Zu diesem Auftritt kam es durch direkte Initiative von Veronique Lacroix, mit der ich bereits 2015 in Montreal an meiner Oper gearbeitet habe. Sie hat von meiner Residenz erfahren und mir vorgeschlagen, eines meiner Werke im Dezember zu dirigieren, was mich außerordentlich gefreut hat. So kam es zur Uraufführung von Equilibrion 4, das ich extra für ihr Ensemble MusiquAvenir arrangiert habe. Überraschend für mich war das sehr hohe technische Niveau der größtenteils noch studentischen Musiker, was sicherlich der Arbeit von Frau Lacroix geschuldet ist, die nicht nur eine der wichtigsten kanadischen Dirigentinnen für neue Musik ist, sondern auch außerordentliche organisatorische und pädagogische Fähigkeiten besitzt. Sie hat es durch Ihre gute Vorbereitung ermöglicht, dieses komplexe Werk im Rahmen eines Hochschulkonzertes auf hohem Niveau und sehr erfolgreich uraufzuführen. Es war mir ein großes Vergnügen, in dem Ensemble die die Akkordeonstimme zu übernehmen, da es in Montreal keine Akkordeonistinnen oder Akkordeonisten gibt, die eine klassische Ausbildung oder Erfahrung haben bzw. professionelles Instrument besitzen.
ETERNAL LIGHT
Erzählen Sie uns ein bisschen von Ihrer Arbeit – im Rahmen der Residenz entsteht ein neues Stück, Eternal Light. Welche Rolle spielt die Stadt Montreal und die Residenz bei der Entstehung des Stücks?Während meines Aufenthalts habe ich an dem Musiktheater Eternal Light gearbeitet. Die ruhige Zeit in Montreal hat mir erlaubt, nicht nur am Libretto, sondern auch an der Komposition des ersten Aktes, dem 25-minütigen und musikalisch komplexesten Teil des (insgesamt 2-stündigen) Musiktheaters zu arbeiten. Ich habe in den 2 Monaten ein Arbeitsvolumen geschafft, das normalerweise viele Monate mehr in Anspruch nehmen würde.
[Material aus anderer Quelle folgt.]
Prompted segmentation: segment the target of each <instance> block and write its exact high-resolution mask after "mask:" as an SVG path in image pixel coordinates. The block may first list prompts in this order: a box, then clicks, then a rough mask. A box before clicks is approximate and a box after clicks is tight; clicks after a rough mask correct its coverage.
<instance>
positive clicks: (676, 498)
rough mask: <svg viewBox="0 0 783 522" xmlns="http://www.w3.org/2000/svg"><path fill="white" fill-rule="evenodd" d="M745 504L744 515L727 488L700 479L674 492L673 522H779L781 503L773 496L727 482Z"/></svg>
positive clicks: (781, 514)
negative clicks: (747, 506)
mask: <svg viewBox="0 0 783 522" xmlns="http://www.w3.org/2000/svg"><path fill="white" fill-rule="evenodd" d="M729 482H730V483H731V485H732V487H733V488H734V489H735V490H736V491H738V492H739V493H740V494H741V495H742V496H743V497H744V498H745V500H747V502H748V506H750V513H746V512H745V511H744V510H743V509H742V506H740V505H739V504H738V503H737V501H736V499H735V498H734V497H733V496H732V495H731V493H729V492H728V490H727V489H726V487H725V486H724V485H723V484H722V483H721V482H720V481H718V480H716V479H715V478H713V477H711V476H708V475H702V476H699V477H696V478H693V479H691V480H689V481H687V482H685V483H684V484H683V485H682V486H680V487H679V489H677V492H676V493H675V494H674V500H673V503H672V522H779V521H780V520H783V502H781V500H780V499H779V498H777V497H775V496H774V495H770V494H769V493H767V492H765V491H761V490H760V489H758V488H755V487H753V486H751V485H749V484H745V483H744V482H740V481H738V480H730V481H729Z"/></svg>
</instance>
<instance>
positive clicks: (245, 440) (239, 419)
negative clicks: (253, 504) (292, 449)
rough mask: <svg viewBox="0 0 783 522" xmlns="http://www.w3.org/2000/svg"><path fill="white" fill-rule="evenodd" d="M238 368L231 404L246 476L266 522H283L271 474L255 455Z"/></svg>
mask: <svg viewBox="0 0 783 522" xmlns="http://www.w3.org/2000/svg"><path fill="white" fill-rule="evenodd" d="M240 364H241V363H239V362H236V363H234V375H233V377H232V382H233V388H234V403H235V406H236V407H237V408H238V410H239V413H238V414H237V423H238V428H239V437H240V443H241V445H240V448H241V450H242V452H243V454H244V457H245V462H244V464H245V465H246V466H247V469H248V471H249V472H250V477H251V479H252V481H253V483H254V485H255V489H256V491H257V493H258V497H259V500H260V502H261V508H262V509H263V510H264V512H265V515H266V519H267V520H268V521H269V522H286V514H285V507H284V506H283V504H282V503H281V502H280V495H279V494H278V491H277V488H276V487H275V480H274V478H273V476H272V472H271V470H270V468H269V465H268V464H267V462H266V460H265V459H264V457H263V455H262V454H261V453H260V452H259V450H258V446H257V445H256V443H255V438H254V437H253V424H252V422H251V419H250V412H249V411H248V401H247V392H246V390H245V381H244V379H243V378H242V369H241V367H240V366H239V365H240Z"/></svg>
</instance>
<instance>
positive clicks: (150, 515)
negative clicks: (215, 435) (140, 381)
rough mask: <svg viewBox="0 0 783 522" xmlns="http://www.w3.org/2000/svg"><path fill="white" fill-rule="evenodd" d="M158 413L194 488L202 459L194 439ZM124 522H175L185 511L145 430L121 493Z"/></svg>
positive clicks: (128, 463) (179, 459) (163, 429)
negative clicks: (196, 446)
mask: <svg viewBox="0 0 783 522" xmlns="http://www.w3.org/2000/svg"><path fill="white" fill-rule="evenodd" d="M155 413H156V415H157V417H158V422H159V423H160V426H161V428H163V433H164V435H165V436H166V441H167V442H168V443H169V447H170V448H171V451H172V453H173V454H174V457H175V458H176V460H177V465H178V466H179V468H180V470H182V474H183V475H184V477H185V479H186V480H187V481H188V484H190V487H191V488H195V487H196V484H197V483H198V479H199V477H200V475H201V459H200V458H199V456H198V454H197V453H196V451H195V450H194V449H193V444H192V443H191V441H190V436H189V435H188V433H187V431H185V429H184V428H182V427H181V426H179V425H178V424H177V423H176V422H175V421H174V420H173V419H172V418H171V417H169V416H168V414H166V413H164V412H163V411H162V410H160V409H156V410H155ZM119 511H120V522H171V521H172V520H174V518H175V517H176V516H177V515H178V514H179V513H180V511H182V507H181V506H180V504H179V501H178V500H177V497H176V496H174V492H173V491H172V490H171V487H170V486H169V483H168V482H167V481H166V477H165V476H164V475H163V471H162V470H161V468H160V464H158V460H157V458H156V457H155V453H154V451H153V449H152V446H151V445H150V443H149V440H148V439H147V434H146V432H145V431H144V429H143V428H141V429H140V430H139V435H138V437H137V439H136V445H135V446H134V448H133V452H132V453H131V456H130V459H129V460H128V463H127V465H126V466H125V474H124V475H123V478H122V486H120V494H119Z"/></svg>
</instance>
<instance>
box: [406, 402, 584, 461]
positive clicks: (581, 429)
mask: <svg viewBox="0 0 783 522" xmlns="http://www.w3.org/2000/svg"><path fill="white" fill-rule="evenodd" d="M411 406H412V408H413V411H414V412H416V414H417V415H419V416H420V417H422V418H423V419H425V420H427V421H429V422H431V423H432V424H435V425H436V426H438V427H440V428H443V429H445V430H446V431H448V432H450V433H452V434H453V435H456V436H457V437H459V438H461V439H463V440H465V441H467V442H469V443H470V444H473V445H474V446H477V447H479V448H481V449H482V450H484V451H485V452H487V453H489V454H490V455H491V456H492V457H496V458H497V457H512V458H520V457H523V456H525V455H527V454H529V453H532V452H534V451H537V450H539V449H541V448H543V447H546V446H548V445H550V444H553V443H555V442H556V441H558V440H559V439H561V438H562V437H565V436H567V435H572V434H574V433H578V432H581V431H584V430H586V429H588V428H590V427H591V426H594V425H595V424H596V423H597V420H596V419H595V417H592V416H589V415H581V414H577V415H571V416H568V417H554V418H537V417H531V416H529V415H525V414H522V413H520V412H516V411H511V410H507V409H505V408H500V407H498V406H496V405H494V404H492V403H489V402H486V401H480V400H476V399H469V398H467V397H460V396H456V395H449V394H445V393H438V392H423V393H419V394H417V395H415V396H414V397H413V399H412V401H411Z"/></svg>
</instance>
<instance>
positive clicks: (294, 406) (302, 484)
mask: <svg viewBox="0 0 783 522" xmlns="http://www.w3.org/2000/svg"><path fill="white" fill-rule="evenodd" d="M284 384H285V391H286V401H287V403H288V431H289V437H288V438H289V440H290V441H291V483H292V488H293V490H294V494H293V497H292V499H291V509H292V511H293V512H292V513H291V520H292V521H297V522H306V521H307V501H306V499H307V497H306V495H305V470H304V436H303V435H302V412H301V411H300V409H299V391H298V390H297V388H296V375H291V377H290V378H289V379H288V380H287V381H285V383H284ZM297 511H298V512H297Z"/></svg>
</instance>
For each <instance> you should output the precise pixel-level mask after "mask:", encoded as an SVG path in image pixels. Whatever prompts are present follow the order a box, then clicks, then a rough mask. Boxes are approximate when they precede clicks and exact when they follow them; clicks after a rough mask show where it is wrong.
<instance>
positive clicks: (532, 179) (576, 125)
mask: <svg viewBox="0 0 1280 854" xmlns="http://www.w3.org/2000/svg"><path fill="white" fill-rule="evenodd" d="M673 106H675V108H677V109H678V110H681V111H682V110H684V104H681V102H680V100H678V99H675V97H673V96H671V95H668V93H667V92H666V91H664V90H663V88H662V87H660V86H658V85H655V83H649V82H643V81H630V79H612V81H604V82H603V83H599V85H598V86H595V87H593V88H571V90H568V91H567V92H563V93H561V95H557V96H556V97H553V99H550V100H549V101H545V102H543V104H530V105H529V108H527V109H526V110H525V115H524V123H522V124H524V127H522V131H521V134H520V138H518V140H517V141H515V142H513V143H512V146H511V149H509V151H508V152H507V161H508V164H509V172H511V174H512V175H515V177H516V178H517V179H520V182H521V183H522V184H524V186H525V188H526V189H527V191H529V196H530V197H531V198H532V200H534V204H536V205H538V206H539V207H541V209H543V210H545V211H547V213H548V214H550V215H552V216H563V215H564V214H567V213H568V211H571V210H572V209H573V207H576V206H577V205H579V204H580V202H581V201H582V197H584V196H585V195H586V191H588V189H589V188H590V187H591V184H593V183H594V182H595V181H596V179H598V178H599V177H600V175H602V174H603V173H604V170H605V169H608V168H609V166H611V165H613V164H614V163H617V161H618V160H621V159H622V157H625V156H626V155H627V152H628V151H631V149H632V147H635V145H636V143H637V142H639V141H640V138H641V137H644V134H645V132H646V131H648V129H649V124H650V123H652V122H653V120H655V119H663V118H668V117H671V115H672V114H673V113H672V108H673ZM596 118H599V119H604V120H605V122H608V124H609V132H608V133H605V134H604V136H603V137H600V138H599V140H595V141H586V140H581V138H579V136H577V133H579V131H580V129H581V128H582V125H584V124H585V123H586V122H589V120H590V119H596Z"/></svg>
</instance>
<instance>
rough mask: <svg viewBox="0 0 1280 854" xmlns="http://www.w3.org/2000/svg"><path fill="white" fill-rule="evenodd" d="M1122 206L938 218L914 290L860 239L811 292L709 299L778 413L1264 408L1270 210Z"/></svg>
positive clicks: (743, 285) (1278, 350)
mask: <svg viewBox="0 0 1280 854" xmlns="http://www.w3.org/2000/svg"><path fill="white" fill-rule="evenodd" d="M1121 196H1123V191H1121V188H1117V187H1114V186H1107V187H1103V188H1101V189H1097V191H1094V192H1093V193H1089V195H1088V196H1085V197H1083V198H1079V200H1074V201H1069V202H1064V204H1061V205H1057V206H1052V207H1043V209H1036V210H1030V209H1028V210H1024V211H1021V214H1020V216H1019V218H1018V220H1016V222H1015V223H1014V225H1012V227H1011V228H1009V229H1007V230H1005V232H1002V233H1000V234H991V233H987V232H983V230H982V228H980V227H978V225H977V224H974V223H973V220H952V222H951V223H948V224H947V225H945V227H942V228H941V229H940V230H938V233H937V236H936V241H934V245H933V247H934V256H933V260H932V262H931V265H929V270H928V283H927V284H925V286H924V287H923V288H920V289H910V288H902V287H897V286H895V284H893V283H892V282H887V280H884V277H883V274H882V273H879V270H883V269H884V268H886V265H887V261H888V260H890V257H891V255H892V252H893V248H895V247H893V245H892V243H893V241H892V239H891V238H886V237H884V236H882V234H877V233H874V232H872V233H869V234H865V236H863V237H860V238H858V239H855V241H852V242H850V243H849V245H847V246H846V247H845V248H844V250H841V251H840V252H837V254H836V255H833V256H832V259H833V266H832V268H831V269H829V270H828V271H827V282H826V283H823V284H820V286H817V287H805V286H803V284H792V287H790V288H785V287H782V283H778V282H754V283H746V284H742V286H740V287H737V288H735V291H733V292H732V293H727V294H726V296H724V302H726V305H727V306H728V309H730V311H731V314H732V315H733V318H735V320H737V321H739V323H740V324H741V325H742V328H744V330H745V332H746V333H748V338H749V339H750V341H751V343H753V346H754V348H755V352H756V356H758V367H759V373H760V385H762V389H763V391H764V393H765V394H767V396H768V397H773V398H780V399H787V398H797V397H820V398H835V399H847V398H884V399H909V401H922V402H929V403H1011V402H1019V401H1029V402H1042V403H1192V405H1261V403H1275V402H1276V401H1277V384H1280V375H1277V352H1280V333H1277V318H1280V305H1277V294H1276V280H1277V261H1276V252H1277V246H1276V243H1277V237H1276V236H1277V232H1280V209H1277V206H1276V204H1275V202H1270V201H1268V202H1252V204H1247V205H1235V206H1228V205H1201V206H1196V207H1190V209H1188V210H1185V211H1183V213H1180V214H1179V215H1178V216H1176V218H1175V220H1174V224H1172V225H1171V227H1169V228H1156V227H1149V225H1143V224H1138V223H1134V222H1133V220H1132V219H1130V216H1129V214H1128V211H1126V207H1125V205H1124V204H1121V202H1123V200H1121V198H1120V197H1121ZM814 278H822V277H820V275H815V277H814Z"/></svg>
Haben sich Ihre Erwartungen an die Residenz erfüllt? Was würden Sie neuen Teilnehmerinnen oder Teilnehmern raten?
Meine Erwartungen haben sich mehr als erfüllt: sowohl kompositorisch als auch bezüglich des Austausches mit meinen kanadischen Kollegen. Es ist ratsam, im Rahmen einer solchen Residenz möglichst viele Konzerte zu besuchen, und von Anfang an den Kontakt mit lokalen Künstlern zu suchen. Das ist nicht nur wegen des Erfahrungsaustausches sinnvoll, sondern auch für die Planung zukünftiger Projekte und natürlich auch für die gegenseitige Inspiration. Die Montrealer Musiker und Künstler sind sehr gut informiert und neugierig - ihre Offenheit und Professionalität, vereinigt mit ihrer ungezwungenen Kontaktfreudigkeit sind ideale Voraussetzungen für eine künstlerische Zusammenarbeit und ideenreichen Austausch.
Was sind Ihre nächsten Pläne?
Ich werde zunächst weiter an dem Musiktheater Eternal Light arbeiten. Was Montreal betrifft, gibt es schon einige Pläne zur weiteren Zusammenarbeit mit Ensembles und Montrealer Komponisten, und zu gemeinsamen Konzerten und Präsentationen sowohl in Deutschland als auch in Montreal in den Jahren 2019/2020) - wir alle arbeiten schon dran, damit diese Pläne realisiert werden und freuen uns auf baldiges Wiedersehen!
SNEZANA NEŠIĆ
Snezana Nešić | © Snezana Nešić Snezana Nešić hat Akkordeon-und Kompositionsstudium in Kiew und Hannover studiert, wo sie seit 2007 als Dozentin für Neue Musik beschäftigt ist. Sie hat Kompositionsaufträge unter anderem für die Staatsoper Hannover, die Philarmonie Luxemburg und die Kammeroper Köln erledigt und hat als Solistin mit dem NDR Sinfonieorchester Hamburg sowie der Staatsoper Hannover gespielt. 2015 wurde ihre Oper „The Rain Passed Over“ im Rahmen des Festivals „Oper’Actuel-Work in Progress“ ausgezeichnet. Vor der Residenz in Montreal war sie Stipendiatin des Goethe-Hauses in Rom.